Botsoftware für Online-Spiel World of Warcraft ist bei Umgehung von Schutzvorkehrungen eine wettbewerbsrechtlich unlautere produktbezogene Behinderung

BGH, 12.01.2017 - I ZR 253/14

Der BGH hat in dem gewerblichen Vertrieb von Botsoftware eine unlautere Behinderung angenommen. Der Beklagte entwickelte nach ausführlicher Analyse Bot-Versionen von bekannten Spielen wie World of Warcraft und verkaufte diese. Durch diese Versionen können Spieler langwierige Spielprozesse wie durch einen Auto-Pilot ausführen lassen. Die Spielentwickler sahen darin unfaire Vorteile für gewisse Spieler und befürchteten eine massive Störung des Gefüges des Onlinespiels und daraus folgende Rückgänge der Spielerzahlen. Außerdem würde so die von den Spielentwicklern geschaffene Möglichkeit, lange Spielprozesse durch den Kauf von Spielewährung zu beschleunigen, umgangen.

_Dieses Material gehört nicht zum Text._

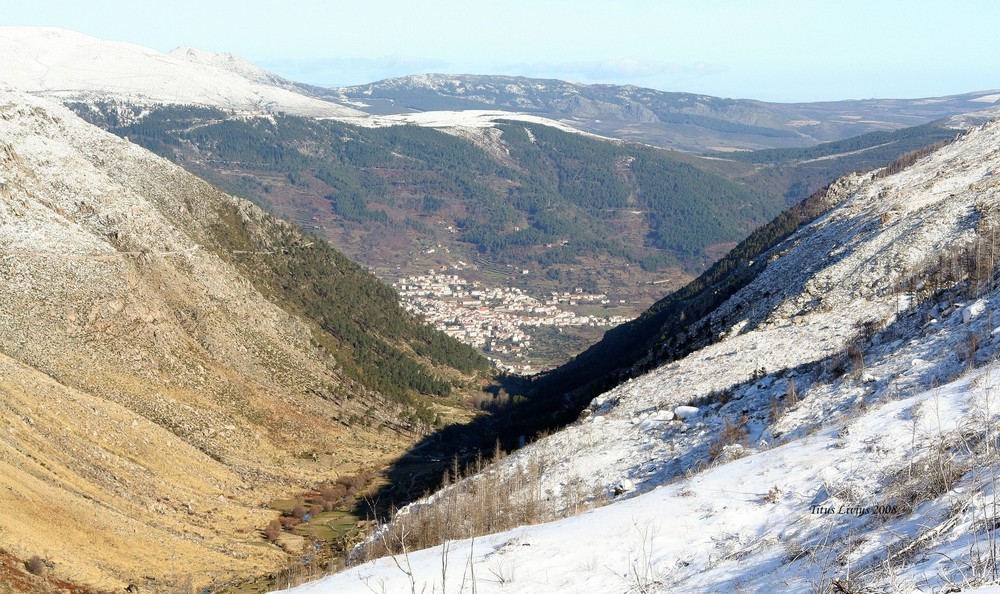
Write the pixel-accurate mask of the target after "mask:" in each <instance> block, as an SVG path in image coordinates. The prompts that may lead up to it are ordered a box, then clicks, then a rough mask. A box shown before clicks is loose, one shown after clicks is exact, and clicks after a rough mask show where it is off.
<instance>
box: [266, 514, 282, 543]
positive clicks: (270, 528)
mask: <svg viewBox="0 0 1000 594" xmlns="http://www.w3.org/2000/svg"><path fill="white" fill-rule="evenodd" d="M280 536H281V520H279V519H278V518H275V519H273V520H271V521H270V522H269V523H268V524H267V527H266V528H264V538H266V539H267V540H270V541H271V542H274V541H276V540H278V537H280Z"/></svg>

Der BGH sah in dem Bot-Angebot des Beklagten eine unlautere Behinderung nach § 4 Nr. 4 UWG. Durch die Software könnten Spieler systematisch die vereinbarten AGB unterlaufen und so die Klägerin beeinträchtigen. Es sei wichtig die Chancengleichheit der Spieler zu bewahren, um die Attraktivität und die Einnahmen des Spiels zu gewährleisten.